## 1. Introduction

A considerable amount of research is necessary to address the seasonal forecast issue. Can one provide useful guidance on whether during the coming season a given region will be wetter or drier, or warmer or colder than usual? Except for some dynamical modeling and empirical statistical studies on the seasonal guidance of ENSO scenarios, such forecasts have, in general, rather low skills. Our experience shows that multimodel superensemble skills, while better than those of a multimodel bias-removed ensemble, are still generally only slightly higher than those of climatology, except for some isolated seasonal case studies. That being the state of real-time seasonal climate forecasting, it is necessary to gradually improve not only the model's data assimilation, physics, resolution, surface parameterizations, and ocean–atmospheric coupling, but also the statistical postprocessing methods. This will at best occur slowly and a continual thrust is necessary. This paper is one such effort to improve the forecast skills of atmospheric general circulation models (AGCMs). We will show that the use of singular value decomposition (SVD) for multimodel superensemble seasonal forecasts provides an incremental improvement in forecast skills. Sometimes it is confusing to describe ensemble forecasting schemes because similar terms are used in the literature referring to different concepts. In this paper, we use the term multimodel superensemble in the sense of Krishnamurti et al. (1999).

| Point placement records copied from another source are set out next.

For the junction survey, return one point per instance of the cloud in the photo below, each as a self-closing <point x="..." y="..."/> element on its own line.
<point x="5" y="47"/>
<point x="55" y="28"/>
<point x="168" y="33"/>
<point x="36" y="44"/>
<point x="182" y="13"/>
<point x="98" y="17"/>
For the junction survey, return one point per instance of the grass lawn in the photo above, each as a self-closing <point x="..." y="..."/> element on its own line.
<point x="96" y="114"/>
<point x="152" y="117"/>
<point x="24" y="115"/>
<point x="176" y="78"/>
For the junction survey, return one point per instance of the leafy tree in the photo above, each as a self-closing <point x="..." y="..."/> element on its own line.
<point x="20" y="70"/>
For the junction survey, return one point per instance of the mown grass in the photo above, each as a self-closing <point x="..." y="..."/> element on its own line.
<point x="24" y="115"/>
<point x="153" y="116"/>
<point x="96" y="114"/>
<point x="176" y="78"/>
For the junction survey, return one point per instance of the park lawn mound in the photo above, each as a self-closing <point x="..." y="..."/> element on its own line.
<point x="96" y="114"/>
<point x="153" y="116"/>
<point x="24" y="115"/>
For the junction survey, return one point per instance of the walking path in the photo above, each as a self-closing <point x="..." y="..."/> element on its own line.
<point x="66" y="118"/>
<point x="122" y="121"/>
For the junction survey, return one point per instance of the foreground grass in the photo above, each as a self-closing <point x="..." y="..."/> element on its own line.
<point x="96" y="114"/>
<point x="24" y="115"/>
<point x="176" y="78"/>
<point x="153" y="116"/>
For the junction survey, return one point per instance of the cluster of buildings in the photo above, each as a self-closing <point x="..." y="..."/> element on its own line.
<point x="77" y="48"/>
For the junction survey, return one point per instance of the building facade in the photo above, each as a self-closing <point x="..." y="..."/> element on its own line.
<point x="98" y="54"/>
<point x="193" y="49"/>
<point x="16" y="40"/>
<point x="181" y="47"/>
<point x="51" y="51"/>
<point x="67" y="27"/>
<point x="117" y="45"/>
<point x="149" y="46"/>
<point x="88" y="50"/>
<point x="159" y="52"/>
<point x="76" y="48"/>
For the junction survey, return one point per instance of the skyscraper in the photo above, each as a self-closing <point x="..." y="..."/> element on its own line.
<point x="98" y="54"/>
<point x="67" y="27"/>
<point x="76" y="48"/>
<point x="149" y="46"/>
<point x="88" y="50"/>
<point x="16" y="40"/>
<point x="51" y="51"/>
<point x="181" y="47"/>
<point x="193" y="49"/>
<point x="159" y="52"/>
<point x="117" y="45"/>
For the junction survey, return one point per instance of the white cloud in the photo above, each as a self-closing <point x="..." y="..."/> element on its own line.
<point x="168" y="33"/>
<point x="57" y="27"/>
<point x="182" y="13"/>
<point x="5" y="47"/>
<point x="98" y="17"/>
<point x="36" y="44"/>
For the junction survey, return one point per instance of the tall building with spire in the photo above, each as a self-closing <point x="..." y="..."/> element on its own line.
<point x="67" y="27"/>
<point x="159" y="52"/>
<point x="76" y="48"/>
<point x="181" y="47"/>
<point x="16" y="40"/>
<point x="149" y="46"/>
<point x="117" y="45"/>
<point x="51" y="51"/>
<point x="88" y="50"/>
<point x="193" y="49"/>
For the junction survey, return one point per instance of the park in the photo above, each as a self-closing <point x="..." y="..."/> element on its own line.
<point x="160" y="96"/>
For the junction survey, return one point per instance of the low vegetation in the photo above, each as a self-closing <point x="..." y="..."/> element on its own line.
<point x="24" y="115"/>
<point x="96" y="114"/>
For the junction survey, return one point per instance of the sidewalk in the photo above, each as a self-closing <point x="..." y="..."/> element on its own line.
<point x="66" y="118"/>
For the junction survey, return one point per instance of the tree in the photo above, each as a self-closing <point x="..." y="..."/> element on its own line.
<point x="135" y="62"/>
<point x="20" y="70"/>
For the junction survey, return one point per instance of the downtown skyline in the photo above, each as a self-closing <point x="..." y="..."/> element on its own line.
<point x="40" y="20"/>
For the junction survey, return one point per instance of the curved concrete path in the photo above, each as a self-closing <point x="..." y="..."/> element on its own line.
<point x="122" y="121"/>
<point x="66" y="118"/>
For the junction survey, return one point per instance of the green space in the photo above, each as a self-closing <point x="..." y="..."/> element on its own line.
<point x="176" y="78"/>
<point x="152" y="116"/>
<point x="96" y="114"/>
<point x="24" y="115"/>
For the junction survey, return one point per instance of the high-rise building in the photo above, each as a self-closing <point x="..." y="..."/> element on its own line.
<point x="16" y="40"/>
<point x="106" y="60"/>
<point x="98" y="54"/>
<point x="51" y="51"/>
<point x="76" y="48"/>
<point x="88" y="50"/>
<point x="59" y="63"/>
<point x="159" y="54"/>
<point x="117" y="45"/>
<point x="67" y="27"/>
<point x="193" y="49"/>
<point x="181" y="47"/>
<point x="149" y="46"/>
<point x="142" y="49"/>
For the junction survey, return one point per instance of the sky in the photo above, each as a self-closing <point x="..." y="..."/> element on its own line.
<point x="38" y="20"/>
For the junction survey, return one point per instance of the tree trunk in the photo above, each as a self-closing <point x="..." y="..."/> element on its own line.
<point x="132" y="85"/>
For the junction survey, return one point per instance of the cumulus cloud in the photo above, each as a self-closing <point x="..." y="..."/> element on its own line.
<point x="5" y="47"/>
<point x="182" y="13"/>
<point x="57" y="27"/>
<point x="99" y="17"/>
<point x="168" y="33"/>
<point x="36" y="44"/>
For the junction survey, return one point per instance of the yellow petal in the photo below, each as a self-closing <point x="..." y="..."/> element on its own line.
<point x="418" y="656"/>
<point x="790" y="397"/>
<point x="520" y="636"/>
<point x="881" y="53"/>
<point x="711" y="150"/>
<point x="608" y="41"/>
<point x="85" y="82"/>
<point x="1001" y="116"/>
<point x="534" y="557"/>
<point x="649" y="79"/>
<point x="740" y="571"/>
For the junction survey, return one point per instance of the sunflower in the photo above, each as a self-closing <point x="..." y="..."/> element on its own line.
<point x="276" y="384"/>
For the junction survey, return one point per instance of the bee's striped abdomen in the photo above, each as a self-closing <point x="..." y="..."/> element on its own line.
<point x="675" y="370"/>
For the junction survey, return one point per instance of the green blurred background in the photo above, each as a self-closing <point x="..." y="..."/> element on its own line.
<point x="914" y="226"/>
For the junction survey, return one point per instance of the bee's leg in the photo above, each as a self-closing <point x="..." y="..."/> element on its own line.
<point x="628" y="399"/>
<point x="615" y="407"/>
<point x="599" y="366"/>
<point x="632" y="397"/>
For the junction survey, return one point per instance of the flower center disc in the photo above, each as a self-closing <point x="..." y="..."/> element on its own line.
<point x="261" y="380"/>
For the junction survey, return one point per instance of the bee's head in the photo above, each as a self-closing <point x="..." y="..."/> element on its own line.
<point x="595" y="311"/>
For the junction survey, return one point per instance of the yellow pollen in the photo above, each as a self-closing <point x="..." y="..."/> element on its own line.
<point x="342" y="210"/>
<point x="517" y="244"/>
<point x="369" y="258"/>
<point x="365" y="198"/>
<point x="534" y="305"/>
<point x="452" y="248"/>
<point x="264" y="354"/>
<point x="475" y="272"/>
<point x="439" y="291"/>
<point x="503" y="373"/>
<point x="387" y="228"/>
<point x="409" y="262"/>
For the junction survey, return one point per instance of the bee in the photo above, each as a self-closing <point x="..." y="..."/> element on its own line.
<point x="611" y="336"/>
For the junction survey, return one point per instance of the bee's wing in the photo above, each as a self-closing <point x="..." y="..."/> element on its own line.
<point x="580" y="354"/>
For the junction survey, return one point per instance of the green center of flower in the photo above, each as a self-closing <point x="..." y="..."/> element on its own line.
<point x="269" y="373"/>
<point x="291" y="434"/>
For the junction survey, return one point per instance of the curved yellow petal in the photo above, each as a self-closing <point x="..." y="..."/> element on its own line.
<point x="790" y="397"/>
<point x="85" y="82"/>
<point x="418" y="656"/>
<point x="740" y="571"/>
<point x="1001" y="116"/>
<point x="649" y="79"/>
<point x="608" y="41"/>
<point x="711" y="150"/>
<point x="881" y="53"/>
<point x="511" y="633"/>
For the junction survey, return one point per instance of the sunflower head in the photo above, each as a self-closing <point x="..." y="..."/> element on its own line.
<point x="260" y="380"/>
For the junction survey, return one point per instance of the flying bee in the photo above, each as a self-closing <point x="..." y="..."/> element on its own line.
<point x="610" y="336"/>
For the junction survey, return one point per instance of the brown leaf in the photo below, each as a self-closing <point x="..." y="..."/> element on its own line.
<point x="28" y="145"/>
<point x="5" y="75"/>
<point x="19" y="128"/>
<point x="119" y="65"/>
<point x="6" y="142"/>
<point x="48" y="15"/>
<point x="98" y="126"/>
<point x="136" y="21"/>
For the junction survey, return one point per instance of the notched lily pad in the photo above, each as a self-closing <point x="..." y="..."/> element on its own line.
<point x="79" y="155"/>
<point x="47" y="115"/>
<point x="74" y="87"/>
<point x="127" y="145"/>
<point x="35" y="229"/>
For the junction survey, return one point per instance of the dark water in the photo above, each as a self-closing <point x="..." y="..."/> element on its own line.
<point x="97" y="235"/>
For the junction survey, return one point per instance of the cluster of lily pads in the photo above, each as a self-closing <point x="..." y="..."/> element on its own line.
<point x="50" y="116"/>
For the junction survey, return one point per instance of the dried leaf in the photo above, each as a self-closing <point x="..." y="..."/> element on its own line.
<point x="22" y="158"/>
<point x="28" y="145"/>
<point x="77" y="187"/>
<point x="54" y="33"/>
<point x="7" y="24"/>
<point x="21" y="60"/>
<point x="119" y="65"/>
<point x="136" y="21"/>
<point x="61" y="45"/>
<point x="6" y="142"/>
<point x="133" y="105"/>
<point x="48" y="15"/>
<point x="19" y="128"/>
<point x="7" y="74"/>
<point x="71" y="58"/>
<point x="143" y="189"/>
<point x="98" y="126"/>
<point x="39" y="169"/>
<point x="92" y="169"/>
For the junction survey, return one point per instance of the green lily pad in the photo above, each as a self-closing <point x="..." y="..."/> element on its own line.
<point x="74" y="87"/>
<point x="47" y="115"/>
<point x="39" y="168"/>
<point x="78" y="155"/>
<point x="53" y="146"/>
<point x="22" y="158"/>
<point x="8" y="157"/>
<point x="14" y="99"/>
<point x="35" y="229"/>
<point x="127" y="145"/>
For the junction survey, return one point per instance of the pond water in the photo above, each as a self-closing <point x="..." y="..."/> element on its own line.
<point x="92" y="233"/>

Various ensemble methods have been used to reduce climate noise in model prediction, such as a lagged ensemble forecasting method introduced by Hoffman and Kalnay (1983), breeding techniques by Toth and Kalnay (1993), or a singular vector method by Buizza and Palmer (1995). Ensemble techniques are routinely used at operational weather forecasting centers (Molteni et al. 1996; Buizza et al. 1998; Toth and Kalnay 1997; Houtekamer et al. 1996; Stephenson and Doblas-Reyes 2000) and are also applied in longer-range climate studies (Brankovic and Palmer 1997; Zwiers 1996; Pavan and Doblas-Reyes 2000; Doblas-Reyes et al. 2000; Kharin and Zwiers 2002; Peng et al. 2002). A recent improvement in ensemble forecasting was the development of the multimodel superensemble approach. It has been shown that the multimodel superensemble forecasts are superior in skill not only to the individual member models, but also, more importantly, to the unbiased ensemble of member models (Krishnamurti et al. 1999, 2000, 2001). In this technique, the different model forecasts are statistically combined during a training phase, with the skill of each ensemble member factored into the superensemble forecast. The forecast resulting from the projection of these solutions into a forecast phase has smaller root-mean-square (rms) errors than most conventional models and conventional ensemble techniques. Various studies have extensively discussed multiple linear regression approaches for seasonal predictions. Pavan and Doblas-Reyes (2000) combined seasonal forecasts from four different AGCMs and found minimal skill improvement. Kharin and Zwiers (2002) assessed different ways of constructing multimodel forecasts and found a disagreement with the results of Krishnamurti et al., in that their regression-improved multimodel forecast (i.e., the superensemble) performed worse than the multimodel ensemble. This discrepancy is due to the fact that in their calculations the seasonal mean is removed only after the regression coefficients are calculated, while in our case the seasonal mean is removed prior to the calculation of regression coefficients.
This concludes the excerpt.